All types of tea are produced from the same raw material, namely tea plants or Camellia sinensis. Based on the processing, the types of tea can be divided into non-fermented tea (white tea and green tea), semi-fermented tea (oolong tea), and fermented tea (black tea). Later the term fermentation became less popular and was replaced with a more appropriate term, namely enzymatic oxidation or abbreviated as oxymatic.
White tea is a type of tea that does not undergo a fermentation process at all, where the drying and evaporation process is carried out very briefly. White tea is taken only from selected tea leaves which are picked and harvested before they are fully bloomed. Tea contains a bioactive component called polyphenols. In general, polyphenols in plants consist of flavonoids and phenolic acids. Flavonoids are the largest group of polyphenols which are also very effective to use as a
antioxidant. Flavonoids as antioxidants can inhibit the growth of cancer cells, can strengthen blood cell walls and reduce the occurrence of athero-sclerosis in blood vessels which will further reduce the risk of death from coronary heart disease.

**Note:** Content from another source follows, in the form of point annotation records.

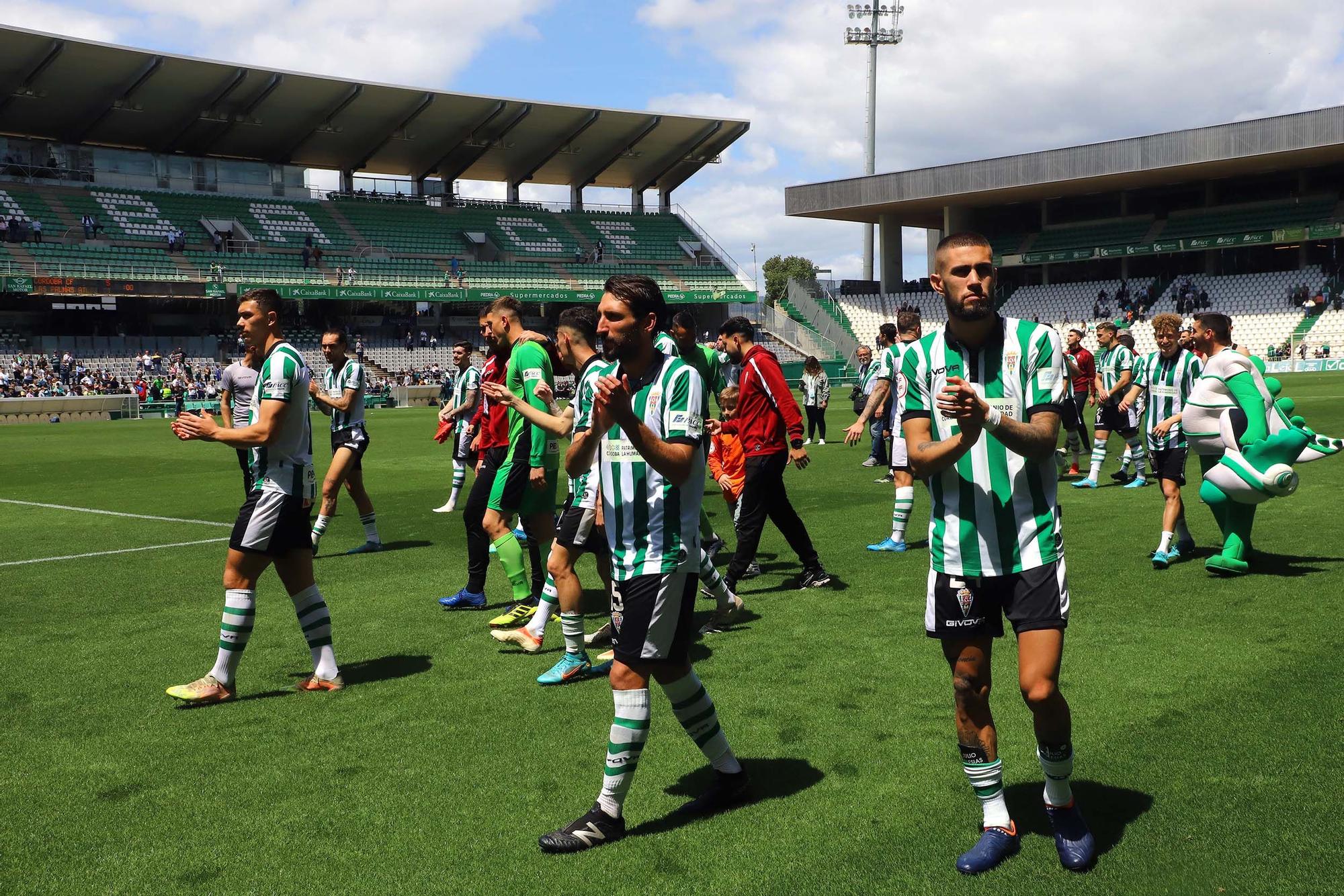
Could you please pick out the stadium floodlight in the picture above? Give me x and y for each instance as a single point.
(873, 37)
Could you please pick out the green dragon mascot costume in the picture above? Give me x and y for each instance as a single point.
(1248, 441)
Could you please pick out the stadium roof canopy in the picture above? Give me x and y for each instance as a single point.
(80, 92)
(919, 198)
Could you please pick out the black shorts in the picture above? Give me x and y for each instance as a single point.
(272, 523)
(354, 439)
(651, 617)
(1072, 410)
(1170, 464)
(968, 608)
(579, 530)
(1111, 418)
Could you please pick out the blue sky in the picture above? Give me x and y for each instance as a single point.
(975, 79)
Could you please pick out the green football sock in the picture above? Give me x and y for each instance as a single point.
(511, 558)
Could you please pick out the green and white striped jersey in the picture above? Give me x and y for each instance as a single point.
(1169, 382)
(888, 367)
(994, 512)
(468, 381)
(287, 464)
(1114, 362)
(584, 487)
(653, 526)
(335, 384)
(665, 343)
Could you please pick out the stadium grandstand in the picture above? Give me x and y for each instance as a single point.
(159, 187)
(1244, 218)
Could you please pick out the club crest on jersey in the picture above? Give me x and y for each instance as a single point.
(967, 600)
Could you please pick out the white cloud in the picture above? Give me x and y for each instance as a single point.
(415, 42)
(37, 15)
(974, 80)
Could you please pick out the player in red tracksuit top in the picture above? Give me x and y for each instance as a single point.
(769, 427)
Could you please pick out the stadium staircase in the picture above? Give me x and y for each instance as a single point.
(339, 217)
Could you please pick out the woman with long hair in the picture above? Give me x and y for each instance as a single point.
(816, 396)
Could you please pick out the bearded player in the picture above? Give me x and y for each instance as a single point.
(982, 424)
(342, 398)
(272, 526)
(1167, 378)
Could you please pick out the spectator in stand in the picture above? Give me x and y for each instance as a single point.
(236, 396)
(771, 428)
(816, 396)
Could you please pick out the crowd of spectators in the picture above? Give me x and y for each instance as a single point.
(1316, 303)
(14, 230)
(1131, 306)
(37, 375)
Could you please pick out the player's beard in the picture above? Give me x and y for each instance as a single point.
(976, 314)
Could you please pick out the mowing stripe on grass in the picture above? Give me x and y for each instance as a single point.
(101, 554)
(138, 517)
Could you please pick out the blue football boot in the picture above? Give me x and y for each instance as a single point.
(995, 846)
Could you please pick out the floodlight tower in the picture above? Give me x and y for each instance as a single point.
(873, 37)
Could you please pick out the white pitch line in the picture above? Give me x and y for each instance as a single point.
(136, 517)
(101, 554)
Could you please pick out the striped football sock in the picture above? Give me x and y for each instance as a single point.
(1058, 765)
(459, 478)
(315, 620)
(697, 714)
(235, 632)
(370, 523)
(714, 582)
(630, 733)
(901, 512)
(1099, 459)
(987, 780)
(545, 608)
(321, 527)
(572, 625)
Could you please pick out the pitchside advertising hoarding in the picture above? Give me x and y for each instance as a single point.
(424, 295)
(1194, 245)
(1307, 366)
(83, 287)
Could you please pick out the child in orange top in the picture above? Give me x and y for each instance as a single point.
(728, 464)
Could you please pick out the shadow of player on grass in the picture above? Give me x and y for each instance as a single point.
(1108, 809)
(771, 780)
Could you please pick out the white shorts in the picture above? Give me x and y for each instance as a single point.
(898, 455)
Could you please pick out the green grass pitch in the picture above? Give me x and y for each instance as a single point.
(1205, 729)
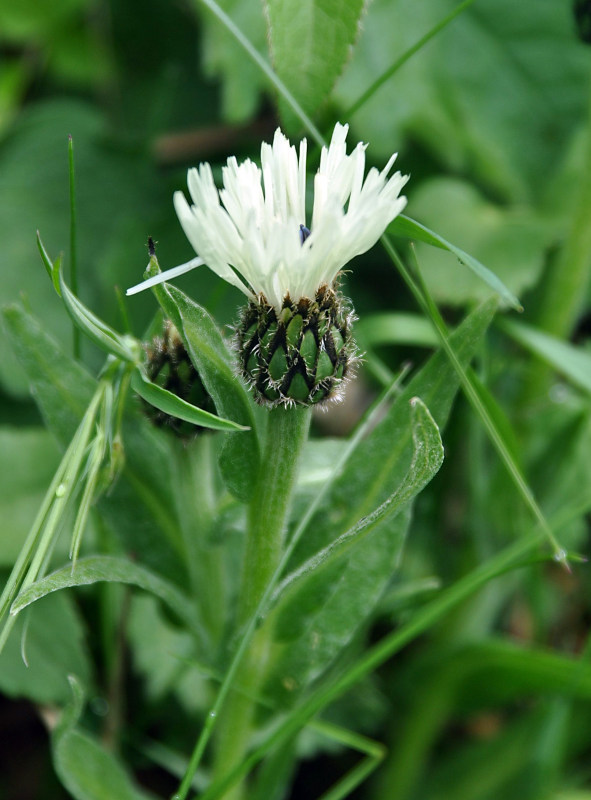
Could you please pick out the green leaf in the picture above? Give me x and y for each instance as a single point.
(111, 569)
(326, 619)
(500, 131)
(140, 506)
(223, 57)
(395, 328)
(123, 347)
(570, 361)
(426, 461)
(54, 647)
(112, 179)
(310, 43)
(61, 387)
(410, 229)
(28, 459)
(209, 353)
(177, 407)
(86, 769)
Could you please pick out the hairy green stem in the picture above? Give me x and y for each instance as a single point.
(193, 464)
(287, 430)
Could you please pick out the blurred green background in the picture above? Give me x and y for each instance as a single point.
(491, 120)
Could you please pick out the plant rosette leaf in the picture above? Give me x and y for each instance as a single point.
(85, 767)
(325, 618)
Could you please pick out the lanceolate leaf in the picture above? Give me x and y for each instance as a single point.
(61, 386)
(96, 330)
(319, 622)
(426, 461)
(209, 353)
(108, 568)
(171, 404)
(85, 767)
(310, 43)
(410, 229)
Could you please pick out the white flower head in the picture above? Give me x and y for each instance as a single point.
(253, 232)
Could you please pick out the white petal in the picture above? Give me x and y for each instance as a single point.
(165, 276)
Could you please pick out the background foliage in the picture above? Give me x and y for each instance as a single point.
(491, 118)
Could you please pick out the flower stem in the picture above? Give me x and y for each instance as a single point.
(287, 430)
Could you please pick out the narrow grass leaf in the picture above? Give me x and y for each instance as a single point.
(175, 406)
(424, 619)
(61, 386)
(411, 229)
(395, 328)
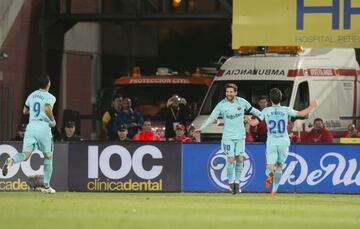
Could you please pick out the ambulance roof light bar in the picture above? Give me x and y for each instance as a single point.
(251, 50)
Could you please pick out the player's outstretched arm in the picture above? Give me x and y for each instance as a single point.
(307, 110)
(25, 110)
(48, 112)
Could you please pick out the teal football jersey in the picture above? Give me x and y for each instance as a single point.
(36, 103)
(233, 116)
(276, 118)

In general, green tea is divided into Chinese green tea (Panning Type) and Japanese green tea (Steaming Type). Green tea is obtained without fermentation (enzymatic oxidation), which is made by activating the phenolase enzyme in the shoots of fresh tea. Various research results show that green tea is useful for preventing cancer, osteoporosis, cardiovascular, atherosclerosis, curing kidney disease, and enhancing immunity, while for green tea beauty is useful as an antioxidant and for preventing premature aging, eliminating bad breath, and as a slimming drug.
Oolong tea is processed in semi fermentation. The process of making and processing oolong tea is between green tea and black tea, where oolong tea is produced through a heating process which is carried out immediately after the leaf rolling process, with the aim of stopping the fermentation process, therefore oolong tea is called semi-fermented tea.
Compared to other types of tea, black tea is the most produced tea, which is approximately 78%, followed by 20% green tea and the rest is oolong tea and white tea, which is 2%. This black tea is also a tea with a fairly complex processing. Based on the process black tea is divided into orthodox black tea and crushing-tearing-curling (CTC).